Metadata’s Journalistic Moment
In a world awash in news, the application of metadata – bits of digital information that describe the content to which it is attached – is an essential if oft-loathed step in the journalism process. But with automation, precise keyword tagging is helping news organisation’s rethink how their content is delivered to their audiences.
For Carl-Gustav Lindén, an Associate Professor of Data Journalism at the University of Bergen, this revelation has the potential to strengthen journalism’s fractured business model. We recently spoke with Lindén to understand why a long under-appreciated part of the news industry is finally getting its due.
To many journalists, and even journalism scholars, metadata is a dry topic. But this is changing. What’s going on?

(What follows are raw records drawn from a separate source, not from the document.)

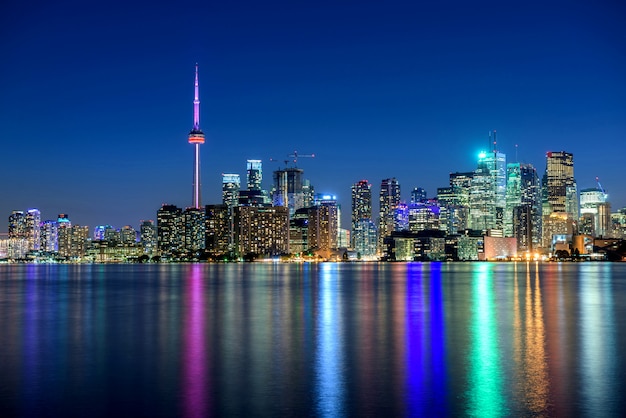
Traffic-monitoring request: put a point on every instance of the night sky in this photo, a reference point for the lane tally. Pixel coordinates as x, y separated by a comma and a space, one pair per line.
96, 97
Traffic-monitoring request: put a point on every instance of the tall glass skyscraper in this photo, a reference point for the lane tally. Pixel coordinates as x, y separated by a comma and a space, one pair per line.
231, 184
388, 201
254, 174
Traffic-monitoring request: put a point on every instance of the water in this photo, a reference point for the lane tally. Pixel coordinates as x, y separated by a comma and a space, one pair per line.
415, 339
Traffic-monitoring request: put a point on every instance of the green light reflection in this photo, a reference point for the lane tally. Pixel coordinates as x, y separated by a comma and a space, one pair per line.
485, 375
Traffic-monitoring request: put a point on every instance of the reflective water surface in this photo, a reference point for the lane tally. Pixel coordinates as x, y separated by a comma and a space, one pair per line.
414, 339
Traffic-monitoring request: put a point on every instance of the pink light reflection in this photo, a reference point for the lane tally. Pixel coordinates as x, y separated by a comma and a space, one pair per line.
195, 379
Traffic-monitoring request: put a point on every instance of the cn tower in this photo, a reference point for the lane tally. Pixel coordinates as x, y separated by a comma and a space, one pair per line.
196, 137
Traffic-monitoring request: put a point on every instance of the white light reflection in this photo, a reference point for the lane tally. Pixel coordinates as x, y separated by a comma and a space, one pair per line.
329, 372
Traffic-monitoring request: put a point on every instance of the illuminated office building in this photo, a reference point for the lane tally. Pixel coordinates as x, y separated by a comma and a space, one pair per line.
522, 217
170, 230
17, 224
254, 175
418, 195
488, 192
594, 206
261, 230
193, 223
218, 229
365, 238
148, 237
299, 231
482, 202
49, 236
560, 195
423, 216
389, 199
33, 225
73, 240
323, 232
128, 235
288, 189
361, 211
231, 184
560, 184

Indexing a diverse set of knowledge has been a core idea for newsrooms ever since they started publishing. In the past it was for archival purposes. But newspapers have recently realized that they must have good metadata to operate in the digital world and to monetize their product.
Unfortunately, this knowledge alone is not enough. One problem is that journalists don't think that tagging content [the process of manually creating metadata] is something they should do. Perhaps interestingly, neither do I. Why? Because today we have automated systems for that. When journalists tag content manually they usually do it wrong.
Some legacy media like The New York Times disagree; they use a semi-automated model, where their journalists are adding static metadata but also getting [tagging] suggestions from the systems. They also have taxonomists literally walking around the newsroom to help journalists with the tagging.
So The New York Times, one of the world's leading innovators in storytelling and news technologies, is still using people in the process of keyword tagging – even though we have great software to do it automatically?
Yes, exactly. They have a team of three taxonomists who walk around giving advice on what to do and how to tag stories correctly. The last thing I heard a few weeks ago from within the newsroom is that they will keep this system of semi-automated tagging because it's working well so far for them. Machine learning and keyword extraction tools do work quite well, too, but maybe not well enough for The New York Times.
What about smaller publishers? Are they able to use automation opportunities?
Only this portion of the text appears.